More consolidation among funds managers is predicted, as this year’s rebound is still likely to leave them with fewer assets to manage than in 2007, according to a report published yesterday by Watson Wyatt.

The annual Watson Wyatt/Pensions & Investments survey of the world’s largest 500 managers shows total funds under management fell 23 per cent to US$53.4 trillion at the end of last year.

Hugh Dougherty, Watson Wyatt Australia’s head of manager research, said that even after the strong market recovery since March, the firm expected asset values would remain below 2007 levels, meaning the outlook for this year’s revenues and earnings in the sector remained poor.

Australian managers tended to fare worse than their international counterparts, probably due to the higher average exposure to equities and property and the weakening A$ during the second half of 2008.

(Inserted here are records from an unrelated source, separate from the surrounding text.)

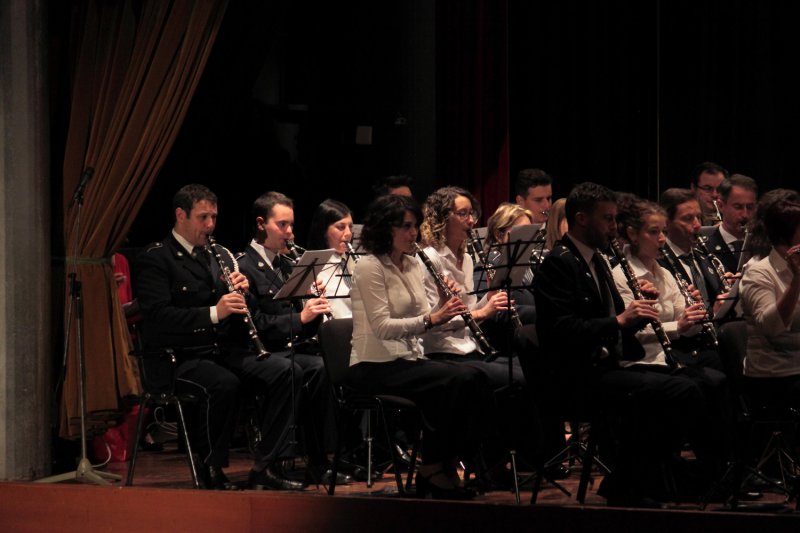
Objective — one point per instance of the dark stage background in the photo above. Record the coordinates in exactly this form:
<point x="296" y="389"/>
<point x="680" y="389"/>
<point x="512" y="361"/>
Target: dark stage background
<point x="632" y="95"/>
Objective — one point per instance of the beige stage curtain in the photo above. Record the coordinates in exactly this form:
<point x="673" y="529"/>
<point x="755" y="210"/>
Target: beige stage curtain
<point x="136" y="67"/>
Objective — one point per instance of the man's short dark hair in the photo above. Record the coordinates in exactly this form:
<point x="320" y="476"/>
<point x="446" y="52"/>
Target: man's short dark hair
<point x="383" y="214"/>
<point x="672" y="198"/>
<point x="584" y="197"/>
<point x="531" y="177"/>
<point x="263" y="205"/>
<point x="384" y="185"/>
<point x="739" y="180"/>
<point x="188" y="195"/>
<point x="707" y="167"/>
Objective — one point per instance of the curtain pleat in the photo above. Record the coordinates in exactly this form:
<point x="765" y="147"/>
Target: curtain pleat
<point x="136" y="67"/>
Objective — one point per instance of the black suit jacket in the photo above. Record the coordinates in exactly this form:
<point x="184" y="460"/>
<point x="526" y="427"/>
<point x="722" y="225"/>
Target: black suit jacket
<point x="175" y="293"/>
<point x="718" y="247"/>
<point x="572" y="321"/>
<point x="276" y="321"/>
<point x="706" y="269"/>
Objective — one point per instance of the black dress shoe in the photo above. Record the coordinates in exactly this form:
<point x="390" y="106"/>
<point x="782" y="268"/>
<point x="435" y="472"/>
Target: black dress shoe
<point x="557" y="472"/>
<point x="213" y="478"/>
<point x="268" y="479"/>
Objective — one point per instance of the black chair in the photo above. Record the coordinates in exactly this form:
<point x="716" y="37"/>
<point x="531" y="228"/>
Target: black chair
<point x="754" y="419"/>
<point x="157" y="373"/>
<point x="334" y="339"/>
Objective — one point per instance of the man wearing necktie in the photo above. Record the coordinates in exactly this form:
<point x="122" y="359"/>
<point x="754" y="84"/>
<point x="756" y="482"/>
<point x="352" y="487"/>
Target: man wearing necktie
<point x="585" y="330"/>
<point x="187" y="307"/>
<point x="280" y="322"/>
<point x="738" y="196"/>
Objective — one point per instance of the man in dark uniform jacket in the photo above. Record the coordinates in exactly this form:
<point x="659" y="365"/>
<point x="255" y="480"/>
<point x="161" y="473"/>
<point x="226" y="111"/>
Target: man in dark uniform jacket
<point x="585" y="331"/>
<point x="279" y="322"/>
<point x="738" y="196"/>
<point x="683" y="224"/>
<point x="187" y="307"/>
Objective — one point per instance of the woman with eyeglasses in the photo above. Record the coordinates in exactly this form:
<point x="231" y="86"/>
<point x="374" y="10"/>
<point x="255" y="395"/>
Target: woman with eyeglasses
<point x="390" y="313"/>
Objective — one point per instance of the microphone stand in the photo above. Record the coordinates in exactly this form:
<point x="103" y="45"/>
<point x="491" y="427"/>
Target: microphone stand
<point x="85" y="472"/>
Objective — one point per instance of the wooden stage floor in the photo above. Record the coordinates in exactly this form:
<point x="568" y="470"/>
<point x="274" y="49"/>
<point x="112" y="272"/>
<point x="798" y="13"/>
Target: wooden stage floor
<point x="163" y="499"/>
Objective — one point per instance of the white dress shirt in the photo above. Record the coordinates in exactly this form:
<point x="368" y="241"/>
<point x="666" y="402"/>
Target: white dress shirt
<point x="389" y="306"/>
<point x="670" y="307"/>
<point x="453" y="337"/>
<point x="773" y="348"/>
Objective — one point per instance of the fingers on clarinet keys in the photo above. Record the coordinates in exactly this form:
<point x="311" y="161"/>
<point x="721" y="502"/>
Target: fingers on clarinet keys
<point x="213" y="478"/>
<point x="428" y="488"/>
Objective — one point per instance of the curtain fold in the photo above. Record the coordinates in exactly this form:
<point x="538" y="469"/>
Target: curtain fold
<point x="472" y="98"/>
<point x="136" y="67"/>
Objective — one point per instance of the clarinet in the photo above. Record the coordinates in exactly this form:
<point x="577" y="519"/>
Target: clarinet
<point x="658" y="328"/>
<point x="491" y="353"/>
<point x="296" y="252"/>
<point x="709" y="331"/>
<point x="252" y="332"/>
<point x="490" y="272"/>
<point x="701" y="242"/>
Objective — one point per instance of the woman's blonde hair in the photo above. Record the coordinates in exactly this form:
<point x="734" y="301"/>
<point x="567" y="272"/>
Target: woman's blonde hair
<point x="437" y="210"/>
<point x="502" y="219"/>
<point x="554" y="217"/>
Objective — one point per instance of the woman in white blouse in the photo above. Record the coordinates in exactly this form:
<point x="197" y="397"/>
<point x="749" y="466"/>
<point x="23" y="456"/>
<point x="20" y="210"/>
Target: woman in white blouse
<point x="770" y="297"/>
<point x="390" y="312"/>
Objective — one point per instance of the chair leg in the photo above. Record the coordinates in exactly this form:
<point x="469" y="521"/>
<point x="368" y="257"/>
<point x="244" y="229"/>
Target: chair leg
<point x="370" y="481"/>
<point x="588" y="462"/>
<point x="189" y="453"/>
<point x="396" y="464"/>
<point x="135" y="442"/>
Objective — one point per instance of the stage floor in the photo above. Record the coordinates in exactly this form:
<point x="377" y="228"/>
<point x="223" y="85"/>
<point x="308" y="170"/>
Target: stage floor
<point x="163" y="499"/>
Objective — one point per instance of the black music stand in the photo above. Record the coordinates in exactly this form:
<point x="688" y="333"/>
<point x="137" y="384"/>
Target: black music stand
<point x="510" y="265"/>
<point x="85" y="472"/>
<point x="305" y="271"/>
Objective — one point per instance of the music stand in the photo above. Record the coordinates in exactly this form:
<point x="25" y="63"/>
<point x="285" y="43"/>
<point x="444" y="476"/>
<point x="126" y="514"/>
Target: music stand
<point x="304" y="272"/>
<point x="510" y="265"/>
<point x="85" y="472"/>
<point x="356" y="239"/>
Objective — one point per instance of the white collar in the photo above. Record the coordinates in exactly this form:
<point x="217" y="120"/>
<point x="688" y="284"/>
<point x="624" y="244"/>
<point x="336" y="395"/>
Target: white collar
<point x="183" y="242"/>
<point x="586" y="252"/>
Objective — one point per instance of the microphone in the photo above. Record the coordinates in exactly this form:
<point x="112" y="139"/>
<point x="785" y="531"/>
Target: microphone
<point x="78" y="194"/>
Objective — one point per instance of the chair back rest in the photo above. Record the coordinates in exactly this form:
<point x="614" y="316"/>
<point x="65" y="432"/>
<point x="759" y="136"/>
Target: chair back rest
<point x="334" y="340"/>
<point x="732" y="337"/>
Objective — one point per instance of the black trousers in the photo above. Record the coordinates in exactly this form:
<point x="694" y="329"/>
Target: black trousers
<point x="220" y="383"/>
<point x="453" y="399"/>
<point x="660" y="408"/>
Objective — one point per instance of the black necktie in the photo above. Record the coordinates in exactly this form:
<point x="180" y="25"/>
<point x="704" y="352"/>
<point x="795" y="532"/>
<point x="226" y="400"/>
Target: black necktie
<point x="200" y="254"/>
<point x="697" y="278"/>
<point x="603" y="283"/>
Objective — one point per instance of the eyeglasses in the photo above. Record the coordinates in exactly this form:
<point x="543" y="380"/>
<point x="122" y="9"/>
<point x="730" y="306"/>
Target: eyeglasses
<point x="708" y="188"/>
<point x="466" y="213"/>
<point x="406" y="226"/>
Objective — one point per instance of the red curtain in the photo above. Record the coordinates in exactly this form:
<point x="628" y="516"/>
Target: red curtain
<point x="472" y="98"/>
<point x="136" y="67"/>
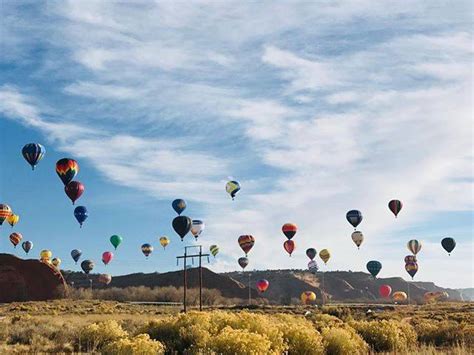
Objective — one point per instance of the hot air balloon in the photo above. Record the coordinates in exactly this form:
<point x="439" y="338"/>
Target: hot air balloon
<point x="410" y="259"/>
<point x="81" y="214"/>
<point x="385" y="291"/>
<point x="357" y="238"/>
<point x="45" y="256"/>
<point x="311" y="253"/>
<point x="5" y="212"/>
<point x="15" y="238"/>
<point x="448" y="244"/>
<point x="374" y="267"/>
<point x="13" y="219"/>
<point x="262" y="285"/>
<point x="105" y="279"/>
<point x="325" y="255"/>
<point x="87" y="266"/>
<point x="74" y="190"/>
<point x="179" y="205"/>
<point x="214" y="249"/>
<point x="67" y="169"/>
<point x="414" y="246"/>
<point x="182" y="225"/>
<point x="412" y="269"/>
<point x="289" y="230"/>
<point x="76" y="255"/>
<point x="27" y="246"/>
<point x="354" y="217"/>
<point x="116" y="240"/>
<point x="246" y="243"/>
<point x="289" y="246"/>
<point x="56" y="262"/>
<point x="164" y="241"/>
<point x="308" y="297"/>
<point x="395" y="206"/>
<point x="107" y="257"/>
<point x="399" y="296"/>
<point x="243" y="262"/>
<point x="33" y="153"/>
<point x="147" y="249"/>
<point x="232" y="187"/>
<point x="197" y="226"/>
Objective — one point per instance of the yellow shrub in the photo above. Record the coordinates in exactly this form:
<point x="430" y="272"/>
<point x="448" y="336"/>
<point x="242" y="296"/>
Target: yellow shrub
<point x="138" y="345"/>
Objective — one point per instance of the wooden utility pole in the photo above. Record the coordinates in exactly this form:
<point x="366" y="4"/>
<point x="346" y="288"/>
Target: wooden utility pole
<point x="185" y="280"/>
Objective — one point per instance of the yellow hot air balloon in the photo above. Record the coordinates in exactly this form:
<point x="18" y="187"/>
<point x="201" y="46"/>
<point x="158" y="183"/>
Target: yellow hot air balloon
<point x="325" y="255"/>
<point x="308" y="297"/>
<point x="164" y="241"/>
<point x="45" y="256"/>
<point x="399" y="296"/>
<point x="13" y="219"/>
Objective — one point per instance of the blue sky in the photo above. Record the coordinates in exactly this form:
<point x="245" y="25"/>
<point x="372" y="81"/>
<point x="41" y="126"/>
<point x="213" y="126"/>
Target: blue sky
<point x="315" y="107"/>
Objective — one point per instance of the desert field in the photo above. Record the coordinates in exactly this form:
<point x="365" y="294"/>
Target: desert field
<point x="109" y="327"/>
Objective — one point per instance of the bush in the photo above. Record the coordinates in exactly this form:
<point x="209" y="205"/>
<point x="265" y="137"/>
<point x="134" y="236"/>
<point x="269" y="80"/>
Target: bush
<point x="140" y="344"/>
<point x="386" y="335"/>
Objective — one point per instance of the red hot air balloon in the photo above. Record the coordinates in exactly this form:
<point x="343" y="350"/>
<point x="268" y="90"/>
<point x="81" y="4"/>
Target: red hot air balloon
<point x="74" y="190"/>
<point x="385" y="291"/>
<point x="289" y="246"/>
<point x="107" y="257"/>
<point x="262" y="285"/>
<point x="289" y="230"/>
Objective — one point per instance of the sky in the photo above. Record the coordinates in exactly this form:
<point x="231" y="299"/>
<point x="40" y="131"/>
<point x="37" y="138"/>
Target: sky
<point x="316" y="108"/>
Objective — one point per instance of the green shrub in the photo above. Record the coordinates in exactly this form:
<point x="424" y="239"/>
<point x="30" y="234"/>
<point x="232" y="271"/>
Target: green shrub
<point x="140" y="344"/>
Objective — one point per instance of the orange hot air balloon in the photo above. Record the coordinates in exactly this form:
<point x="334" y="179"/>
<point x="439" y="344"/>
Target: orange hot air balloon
<point x="289" y="246"/>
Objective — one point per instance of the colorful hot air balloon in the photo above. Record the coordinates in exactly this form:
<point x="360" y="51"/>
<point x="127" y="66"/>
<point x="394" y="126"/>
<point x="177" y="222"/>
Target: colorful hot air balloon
<point x="164" y="241"/>
<point x="325" y="255"/>
<point x="107" y="257"/>
<point x="33" y="153"/>
<point x="45" y="256"/>
<point x="74" y="190"/>
<point x="214" y="249"/>
<point x="414" y="246"/>
<point x="399" y="296"/>
<point x="246" y="243"/>
<point x="105" y="279"/>
<point x="357" y="238"/>
<point x="67" y="169"/>
<point x="27" y="246"/>
<point x="374" y="267"/>
<point x="243" y="262"/>
<point x="13" y="219"/>
<point x="5" y="212"/>
<point x="116" y="240"/>
<point x="182" y="225"/>
<point x="81" y="214"/>
<point x="385" y="291"/>
<point x="56" y="262"/>
<point x="147" y="249"/>
<point x="179" y="205"/>
<point x="308" y="297"/>
<point x="354" y="217"/>
<point x="448" y="244"/>
<point x="412" y="269"/>
<point x="289" y="230"/>
<point x="76" y="255"/>
<point x="289" y="246"/>
<point x="232" y="187"/>
<point x="15" y="238"/>
<point x="262" y="285"/>
<point x="197" y="226"/>
<point x="311" y="253"/>
<point x="87" y="266"/>
<point x="395" y="206"/>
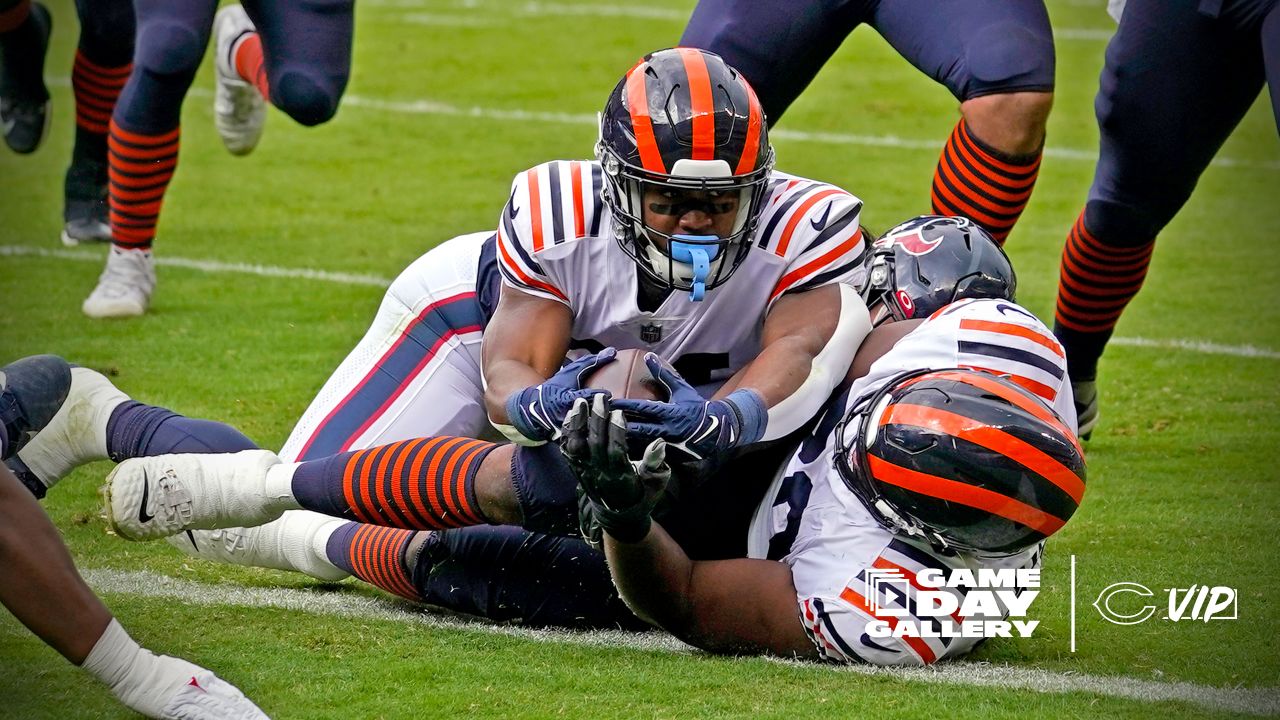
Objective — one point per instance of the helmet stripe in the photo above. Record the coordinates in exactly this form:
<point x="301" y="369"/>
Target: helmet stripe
<point x="754" y="124"/>
<point x="990" y="437"/>
<point x="702" y="104"/>
<point x="987" y="381"/>
<point x="535" y="208"/>
<point x="638" y="105"/>
<point x="964" y="493"/>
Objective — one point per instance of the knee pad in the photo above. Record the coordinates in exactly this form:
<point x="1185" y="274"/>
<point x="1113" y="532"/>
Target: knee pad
<point x="1006" y="57"/>
<point x="307" y="101"/>
<point x="169" y="49"/>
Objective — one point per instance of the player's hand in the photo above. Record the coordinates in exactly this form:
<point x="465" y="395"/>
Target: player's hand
<point x="621" y="493"/>
<point x="538" y="411"/>
<point x="702" y="428"/>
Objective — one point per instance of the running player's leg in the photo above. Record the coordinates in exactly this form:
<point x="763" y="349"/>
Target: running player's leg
<point x="306" y="50"/>
<point x="777" y="46"/>
<point x="1174" y="86"/>
<point x="996" y="57"/>
<point x="104" y="59"/>
<point x="24" y="27"/>
<point x="144" y="146"/>
<point x="1271" y="58"/>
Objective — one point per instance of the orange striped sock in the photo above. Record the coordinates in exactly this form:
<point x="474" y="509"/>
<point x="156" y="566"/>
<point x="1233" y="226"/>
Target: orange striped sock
<point x="140" y="169"/>
<point x="247" y="55"/>
<point x="96" y="90"/>
<point x="1096" y="282"/>
<point x="420" y="484"/>
<point x="374" y="555"/>
<point x="981" y="183"/>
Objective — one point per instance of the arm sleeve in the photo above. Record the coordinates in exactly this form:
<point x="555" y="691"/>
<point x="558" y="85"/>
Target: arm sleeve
<point x="521" y="237"/>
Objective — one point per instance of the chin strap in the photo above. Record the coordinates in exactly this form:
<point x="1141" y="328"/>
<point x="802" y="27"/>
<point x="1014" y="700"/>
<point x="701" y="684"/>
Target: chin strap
<point x="696" y="250"/>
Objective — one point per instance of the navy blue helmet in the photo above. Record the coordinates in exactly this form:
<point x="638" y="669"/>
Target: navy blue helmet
<point x="684" y="121"/>
<point x="931" y="261"/>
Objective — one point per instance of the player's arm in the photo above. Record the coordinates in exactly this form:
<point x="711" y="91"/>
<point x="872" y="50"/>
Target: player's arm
<point x="725" y="606"/>
<point x="526" y="390"/>
<point x="524" y="343"/>
<point x="809" y="341"/>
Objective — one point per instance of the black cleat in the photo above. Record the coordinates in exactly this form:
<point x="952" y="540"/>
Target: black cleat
<point x="24" y="101"/>
<point x="86" y="210"/>
<point x="31" y="392"/>
<point x="1086" y="406"/>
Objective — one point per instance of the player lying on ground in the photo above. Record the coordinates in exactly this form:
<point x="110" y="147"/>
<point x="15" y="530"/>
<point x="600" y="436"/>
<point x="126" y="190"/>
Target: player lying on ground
<point x="504" y="573"/>
<point x="40" y="586"/>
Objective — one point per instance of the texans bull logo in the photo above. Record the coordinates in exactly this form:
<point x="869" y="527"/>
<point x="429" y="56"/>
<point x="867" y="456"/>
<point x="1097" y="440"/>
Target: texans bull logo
<point x="912" y="241"/>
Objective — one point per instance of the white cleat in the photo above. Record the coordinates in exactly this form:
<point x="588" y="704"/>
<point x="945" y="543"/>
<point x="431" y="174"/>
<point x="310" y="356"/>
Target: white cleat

The 15 Australian managers in the list suffered a 31 per cent decline in total funds under management to US$474.8 billion or 0.9 per cent of the universe. The top five were: Colonial First State (down 39 per cent to US$89.0 billion), Macquarie (21 per cent to US$85.1 billion), AMP Capital (26 per cent to US$72.5 billion), NAB/MLC (27 per cent to US$57.8 billion) and QIC (37 per cent to US$46.7 billion.

The biggest declines among the Australian managers were by Balanced Equity Management (down 56 per cent to US$4.7 billion) and Perennial Investment Partners (50 per cent to US$9.98 billion).

Barclays Global Investors remains the largest asset manager in the world, with US$1.52 trillion, followed by Allianz (US$1.46 trillion), State Street Global Advisors (US$1.44 trillion), Fidelity Investments (US$1.39 trillion) and AXA (US$1.38 trillion).

However BGI’s lead is set to widen significantly when it completes its merger with sixth-placed BlackRock, which had US$1.31 trillion as at December.

Dougherty said: “The asset management industry is undergoing significant change as a result of the extreme market conditions we have witnessed in the past few years.  We expect this will drive increased consolidation as managers look to add assets to their existing cost base to relieve pressure on profits.  An additional challenge for managers is increased regulation, and the likelihood of higher compliance costs.  The fall in trust that managers have suffered from their clients is also a key feature of what is a tough battle-ground.”